Mr Holden told The Times: “Our NHS should stop taking the knee to damaging and oppressive cultural practices. This guidance turns basic public health into public harm.

“First cousin marriage carries far higher genetic risk, as well as damaging individual liberty and societal cohesion. Pretending otherwise helps no one, least of all the children born with avoidable conditions and those trapped in heavy-handed patriarchal power structures they can’t leave for fear of total ostracism.”

Charles Amos argues in favour of first cousin marriage

Specialist nursing role created

Last week it emerged that an NHS hospital trust had recruited a nurse to support families where parents are close relatives.

Bradford Teaching Hospitals NHS Foundation Trust advertised the position for a “close relative marriage neonatal nurse/midwife.”

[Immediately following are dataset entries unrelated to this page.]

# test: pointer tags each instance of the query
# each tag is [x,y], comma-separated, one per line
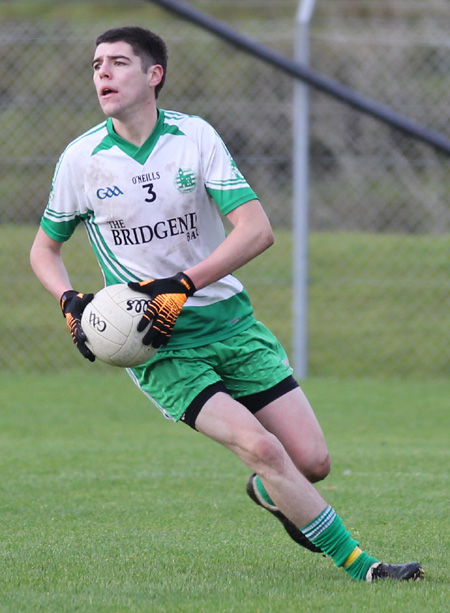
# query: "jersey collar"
[142,153]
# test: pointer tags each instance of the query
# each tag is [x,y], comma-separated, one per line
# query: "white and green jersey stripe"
[153,210]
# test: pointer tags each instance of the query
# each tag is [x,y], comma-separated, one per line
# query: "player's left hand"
[72,305]
[167,299]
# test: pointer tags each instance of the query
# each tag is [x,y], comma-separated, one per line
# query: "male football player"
[148,184]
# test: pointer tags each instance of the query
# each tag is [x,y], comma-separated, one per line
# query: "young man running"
[148,185]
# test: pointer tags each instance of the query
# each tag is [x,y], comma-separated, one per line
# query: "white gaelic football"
[109,322]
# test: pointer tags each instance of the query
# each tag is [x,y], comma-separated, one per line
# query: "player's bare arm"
[48,265]
[251,235]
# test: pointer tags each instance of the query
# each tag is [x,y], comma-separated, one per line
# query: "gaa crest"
[185,180]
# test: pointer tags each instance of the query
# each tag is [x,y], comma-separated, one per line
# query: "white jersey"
[152,211]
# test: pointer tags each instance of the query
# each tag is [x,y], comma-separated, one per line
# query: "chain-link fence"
[380,210]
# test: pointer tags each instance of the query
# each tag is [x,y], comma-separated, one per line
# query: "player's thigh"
[228,422]
[292,420]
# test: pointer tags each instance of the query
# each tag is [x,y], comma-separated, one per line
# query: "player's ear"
[155,75]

The job description said the successful candidate would “provide comprehensive care and support to families who have recently had a baby and are close relatives, cousins, uncles, aunts, or other closely related family members.”

The NCMD told The Times: “The purpose of the National Child Mortality Database is to collect data on deaths and share our findings to improve and save children’s lives.

“We do not instruct the NHS or its staff on practice, except where we either a) make recommendations for professionals to help reduce mortality in children; or b) inform those professionals who have a statutory responsibility to review child deaths of how best to submit information to our database.”